Das Angebot der SBW gibt es mittlerweile seit 30 Jahren – seit 1990 aus dem Jugendwohlfahrtgesetz das Jugendhilfegesetzt wurde. „Das hat erst die Grundlage für unsere Arbeit geschaffen“, sagt Rita Frank, die seit 20 Jahren zum Team gehört. Der Grundgedanke sei damals gewesen, für Jugendliche, die in Heimen aufgewachsen sind, den harten Cut nach der Schulpflicht in die Selbstständigkeit abzufedern.

Das Büro in der Stadt ist als Anlaufstelle gedacht. Es vereinfache die ambulante Arbeit durch die Nähe zu den Ämtern. Aber auch über das Büro hinaus sind die aktuell sieben Mitarbeiter, die 20 Jugendliche betreuen, 24 Stunden am Tag und sieben Tage die Woche über Bereitschaftsdienste für die Jugendlichen da. Einige der Jugendlichen besuchen sie täglich, bei anderen reiche ein Kontakt von wenigen Stunden in der Woche“, erläutert Rita Frank, die seit 20 Jahren für die SBW arbeitet. In der Regel leben zwei Jugendliche in einer Wohngemeinschaft zusammen. Größere Einheiten seien nicht sinnvoll, weil die Jugendlichen häufig mit Gruppenregeln nicht gut klarkommen. „Im Augenblick versuchen wir aber die Jugendlichen einzeln unterzubringen“, sagt Meise. Dafür mietet die SBW Wohnungen auf dem freien Markt an: „Wir wollen keine Ghettobildung.“

„Wir arbeiten an Lösungen“, sagt Meise. Damit habe sich die Blickrichtung auf die Arbeit im Verlauf der letzten drei Jahrzehnte grundlegend verändert. Wenn möglich, werden die Eltern in die Arbeit einbezogen. „Es geht darum, alle vorhandenen Potenziale zu nutzen und die Defizite auszugleichen“, sagt Meise.

Im Durchschnitt werden die Jugendlichen eineinhalb bis zwei Jahre lang von der SBW betreut, erläutert Rita Frank. Aber das sei sehr unterschiedlich, einige blieben für wenige Monate, andere für mehrere Jahre. In der Regel sind die Jugendlichen 16 Jahre alt, wenn sie zur SBW kommen und werden betreut, bis sie 21 Jahre alt sind. In Ausnahmefällen könne das aber bis zum 27. Lebensjahr ausgedehnt werden. Die SBW hat in 30 Jahren aber nicht nur eine hohe Fluktuation der Jugendlichen sondern auch an Mitarbeitern erlebt, weil sich deren Anzahl nach der Zahl der zu Betreuenden richte.

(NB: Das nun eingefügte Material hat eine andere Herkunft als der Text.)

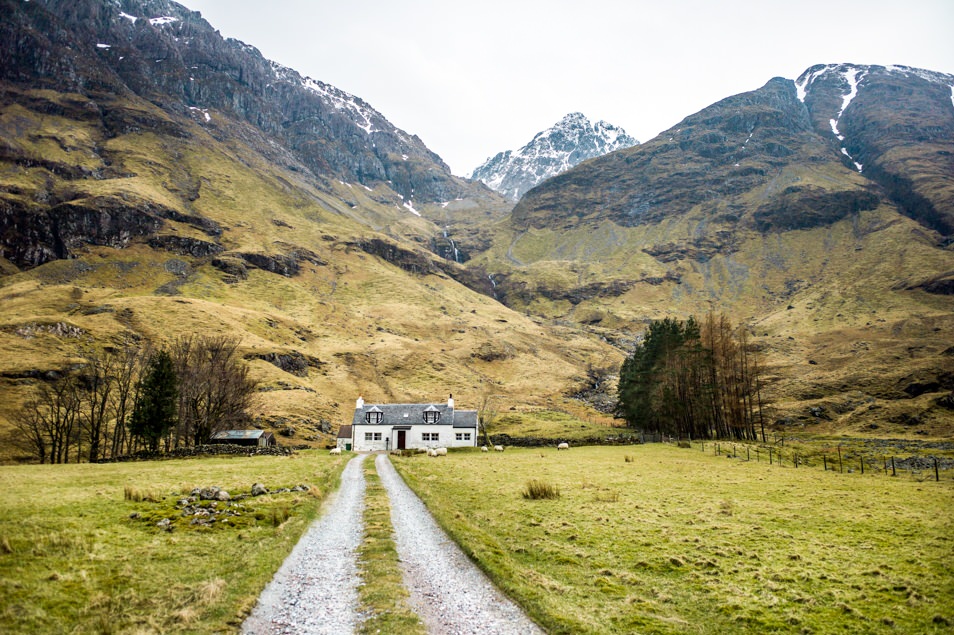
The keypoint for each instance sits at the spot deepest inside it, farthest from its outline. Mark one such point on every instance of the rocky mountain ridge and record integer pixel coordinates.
(164, 52)
(817, 211)
(564, 145)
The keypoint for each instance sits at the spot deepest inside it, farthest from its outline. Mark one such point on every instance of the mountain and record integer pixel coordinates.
(566, 144)
(157, 180)
(818, 211)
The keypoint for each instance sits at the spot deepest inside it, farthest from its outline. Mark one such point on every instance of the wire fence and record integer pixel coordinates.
(830, 459)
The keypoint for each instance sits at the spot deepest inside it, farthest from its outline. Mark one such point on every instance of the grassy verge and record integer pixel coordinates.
(658, 539)
(383, 596)
(80, 553)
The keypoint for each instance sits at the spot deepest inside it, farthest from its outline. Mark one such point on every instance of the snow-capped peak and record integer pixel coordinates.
(567, 143)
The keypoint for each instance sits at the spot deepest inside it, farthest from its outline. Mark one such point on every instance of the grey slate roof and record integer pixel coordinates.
(233, 435)
(405, 414)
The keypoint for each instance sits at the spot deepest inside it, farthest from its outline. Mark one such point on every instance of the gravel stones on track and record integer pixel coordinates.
(448, 592)
(315, 590)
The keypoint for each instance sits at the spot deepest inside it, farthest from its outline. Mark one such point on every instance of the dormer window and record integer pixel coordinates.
(374, 415)
(431, 415)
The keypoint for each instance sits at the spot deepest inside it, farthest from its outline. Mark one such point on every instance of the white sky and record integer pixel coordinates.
(473, 78)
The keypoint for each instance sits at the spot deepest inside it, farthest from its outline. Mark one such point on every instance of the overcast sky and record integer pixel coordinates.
(477, 77)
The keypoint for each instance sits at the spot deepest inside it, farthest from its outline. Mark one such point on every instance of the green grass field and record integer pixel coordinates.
(72, 559)
(657, 539)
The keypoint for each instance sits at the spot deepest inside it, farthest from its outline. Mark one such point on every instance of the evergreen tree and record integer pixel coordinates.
(154, 412)
(688, 380)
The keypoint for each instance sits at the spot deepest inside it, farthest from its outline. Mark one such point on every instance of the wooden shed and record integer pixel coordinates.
(259, 438)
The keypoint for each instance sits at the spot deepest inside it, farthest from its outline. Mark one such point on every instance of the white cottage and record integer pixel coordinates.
(409, 426)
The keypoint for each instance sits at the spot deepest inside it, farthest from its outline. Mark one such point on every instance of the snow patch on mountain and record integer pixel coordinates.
(569, 142)
(852, 76)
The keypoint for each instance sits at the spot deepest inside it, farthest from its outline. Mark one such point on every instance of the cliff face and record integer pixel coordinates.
(876, 133)
(170, 56)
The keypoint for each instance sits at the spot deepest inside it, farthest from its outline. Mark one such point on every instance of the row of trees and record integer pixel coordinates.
(693, 381)
(122, 400)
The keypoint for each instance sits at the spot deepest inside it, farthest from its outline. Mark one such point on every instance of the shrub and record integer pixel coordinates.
(138, 495)
(280, 514)
(539, 490)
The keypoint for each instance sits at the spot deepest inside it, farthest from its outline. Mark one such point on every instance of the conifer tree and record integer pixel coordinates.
(154, 413)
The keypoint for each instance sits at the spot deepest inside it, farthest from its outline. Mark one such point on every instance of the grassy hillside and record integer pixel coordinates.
(744, 209)
(224, 213)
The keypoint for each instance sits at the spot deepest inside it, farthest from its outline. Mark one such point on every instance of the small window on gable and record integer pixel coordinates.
(431, 415)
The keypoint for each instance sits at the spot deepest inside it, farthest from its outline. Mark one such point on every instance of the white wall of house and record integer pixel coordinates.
(374, 437)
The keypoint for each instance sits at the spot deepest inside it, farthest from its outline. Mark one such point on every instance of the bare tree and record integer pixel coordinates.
(215, 390)
(59, 407)
(29, 431)
(487, 413)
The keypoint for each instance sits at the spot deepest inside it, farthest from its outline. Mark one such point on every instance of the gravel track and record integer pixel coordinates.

„Wir nehmen niemanden über 60“, scherzt Meise. Sein Team erhalte immer mal wieder Anfragen von Familien mit Senioren. Aber: „Der Zugang zur SBW führt ausschließlich über das Jugendamt“, betont Meise.

Bis zur jetzigen Pandemie sei die Flüchtlingskrise 2015 die größte Herausforderung für die SBW gewesen. Das lag daran, dass damals alles sehr schnell gehen musste. Es kamen viele Jugendliche auf einmal an. Wie können wir uns verständigen, war schon die erste Frage. „Die Kolleginnen haben damals angefangen, mit den Jugendlichen Schulunterricht zu machen. Das hat die Bindung sehr gestärkt“, sagt Meise. Dazu hat aber vor allem auch die Idee, die Gruppe mit einem Theaterpädagogen arbeiten zu lassen, beigetragen. Canip Gündogdu hatte mit den Geflüchteten das Theaterstück „Blick nach vorn“ entwickelt, das zum Kongress „Das neue Wir“ uraufgeführt wurde und anschließend mehrere Auszeichnungen erhielt. Das hat die Jugendlichen beflügelt, ihnen den Einstieg in ein neues Leben erleichtert. Inzwischen absolvieren sie alle ein Ausbildung.